A lot of folks these
days are unemployed or underemployed. We’re looking for new or better
jobs … for ways to “Triumph” more in our careers. It’s a tough market out there
and we need every bit of help we can find. Following is just that—an informative
help I received this morning from one of the newsletters to which I subscribe.
I found it both insightful and entertaining. If it helps you or you can pass it
along to someone who it does, I’ll be grateful. For many of us, if we’re not
Triumphing in our work or professional lives, it’s difficult to be able to
focus and do so in other areas as you know.
Mark Cenedella, CEO of
The Ladders, an online job search assistance service, wrote the following on
how to make your resumes and cover letters more effective. It agrees with my
recent comments on focusing on what’s important and on being more concise in
what we write. “Less is more” is usually true, as I keep saying. I continue to
try learning this myself.
Enjoy the lesson. It’s
a good reminder for us all.
SIMPLER IS SAFER, by
Mark Cenedella
"A lot of the bad
e-mails I see aren't bad because the person writing them is unintelligent.

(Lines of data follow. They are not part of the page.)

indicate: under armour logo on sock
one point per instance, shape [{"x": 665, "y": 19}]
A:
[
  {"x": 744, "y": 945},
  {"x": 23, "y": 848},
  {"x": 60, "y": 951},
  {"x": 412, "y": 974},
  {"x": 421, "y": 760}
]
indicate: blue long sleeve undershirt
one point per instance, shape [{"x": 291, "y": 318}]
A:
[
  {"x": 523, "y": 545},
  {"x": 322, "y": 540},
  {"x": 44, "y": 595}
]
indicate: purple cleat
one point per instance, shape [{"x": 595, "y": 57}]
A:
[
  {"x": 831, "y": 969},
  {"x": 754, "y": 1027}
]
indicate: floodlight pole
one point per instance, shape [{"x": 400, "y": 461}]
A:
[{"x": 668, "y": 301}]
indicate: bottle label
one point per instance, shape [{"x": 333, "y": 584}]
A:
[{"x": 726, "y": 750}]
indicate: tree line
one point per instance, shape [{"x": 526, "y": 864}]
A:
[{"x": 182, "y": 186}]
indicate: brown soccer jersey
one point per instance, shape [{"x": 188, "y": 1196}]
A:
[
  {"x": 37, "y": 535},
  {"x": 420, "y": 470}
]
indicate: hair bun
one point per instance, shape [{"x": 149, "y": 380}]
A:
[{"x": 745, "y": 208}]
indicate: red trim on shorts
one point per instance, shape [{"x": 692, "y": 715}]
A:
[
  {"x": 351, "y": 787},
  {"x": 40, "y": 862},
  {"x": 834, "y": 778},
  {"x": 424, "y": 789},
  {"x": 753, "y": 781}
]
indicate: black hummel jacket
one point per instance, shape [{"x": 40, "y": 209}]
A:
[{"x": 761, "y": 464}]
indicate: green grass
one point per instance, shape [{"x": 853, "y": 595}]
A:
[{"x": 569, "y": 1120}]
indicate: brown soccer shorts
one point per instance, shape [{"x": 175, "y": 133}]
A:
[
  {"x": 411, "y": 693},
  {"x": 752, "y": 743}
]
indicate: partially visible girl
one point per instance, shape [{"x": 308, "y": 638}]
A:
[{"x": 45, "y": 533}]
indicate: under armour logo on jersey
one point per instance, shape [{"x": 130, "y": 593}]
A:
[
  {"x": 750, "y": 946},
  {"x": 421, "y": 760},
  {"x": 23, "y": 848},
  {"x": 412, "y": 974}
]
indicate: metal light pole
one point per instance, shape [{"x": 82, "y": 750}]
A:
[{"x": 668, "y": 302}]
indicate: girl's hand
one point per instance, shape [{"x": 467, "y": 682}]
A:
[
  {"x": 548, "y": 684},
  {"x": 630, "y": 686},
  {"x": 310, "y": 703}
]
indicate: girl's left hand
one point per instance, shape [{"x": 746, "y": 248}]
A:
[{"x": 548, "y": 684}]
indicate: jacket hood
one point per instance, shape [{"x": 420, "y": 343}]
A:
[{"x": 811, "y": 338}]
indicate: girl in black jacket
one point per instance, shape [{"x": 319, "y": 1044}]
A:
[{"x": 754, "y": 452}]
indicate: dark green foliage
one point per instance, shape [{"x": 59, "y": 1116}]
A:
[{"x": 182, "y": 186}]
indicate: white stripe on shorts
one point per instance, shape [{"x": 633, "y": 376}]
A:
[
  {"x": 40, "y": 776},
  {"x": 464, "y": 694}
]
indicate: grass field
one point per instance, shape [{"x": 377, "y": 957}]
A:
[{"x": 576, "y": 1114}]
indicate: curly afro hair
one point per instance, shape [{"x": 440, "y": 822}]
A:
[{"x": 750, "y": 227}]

Quite the opposite. They are bad because an intelligent person is trying to say
too much, in too complicated a way, with too many words, in a bid to sound
qualified for the job.
But that is just
exactly the wrong approach. Because, in fact, what employers and hiring
managers are looking for is somebody who can communicate clearly and
effectively. Rarely do long, complicated words and complex sentences make you
sound easy-to-understand.
And those longer, more
turgid e-mails have a much higher chance of a misspelling, grammar mistake, or
unclear meaning, than a simple e-mail.
It reminds me of a
famous exchange between two Nobel Peace writers, William Faulkner (famous for
complex, dense prose) and Ernest Hemingway (who rarely used words greater than
two syllables): Faulkner: "Hemingway has never been known to use a
word that might send a reader to the dictionary." Hemingway:
"Poor Faulkner! Does he really think big emotions come from big
words?"
If you're trying to
get a job, simple, clear communication is far more effective than big
five-dollar words.
As an example, which
of these two people would you rather hire?
Sally Simple writes,
"I work well with teams that might not necessarily like each other in
order to get them to understand the other side's viewpoint. I like to use a bit
of humor so that we can all work well together and be successful as a
company."
While Terry Turgid
elucidates, "My background indicates a capability to bring together
disparate elements of the organizational structure in which inherent tensions
arise due to the substance of the work output, the cross-utilization of
organizational resources, and competition for allocations and prioritizations
that occur as a result. And I try to always be ready with a quip or bon mot in
order to enable those elements to optimize their effort co-ordination and
process implementation in order to achieve synergistic outcomes on behalf of
the global organization."
Now both of those say
the same thing (I think), but which candidate would you put in charge of
getting sales and marketing to work together? Or leading the product and
logistics groups on an important new initiative?
I'll take Sally Simple
every time.
Okay, folks, that's my
two bits on e-mails.
I hope you have a
clearly successful and simply wonderful week!
I'm rooting for you,
Marc Cenedella, CEO
& Founder"
TheLadders.com is a private United States-based
company providing an online job search service. It launched listing only
vetted job offers with annual salaries of $100,000 or more. On 19 September
2011 they removed the $100k minimum salary requirement, opening the site to
jobseekers who didn't meet the previous experience/value qualification. Unlike
other employment sites that charge companies to post entries, TheLadders.com
charges both job seekers and employers for their listings, and states that they
confirm the authenticity and quality of each listing on the site.
I need to adopt this into my life - starting NOW! Less is more!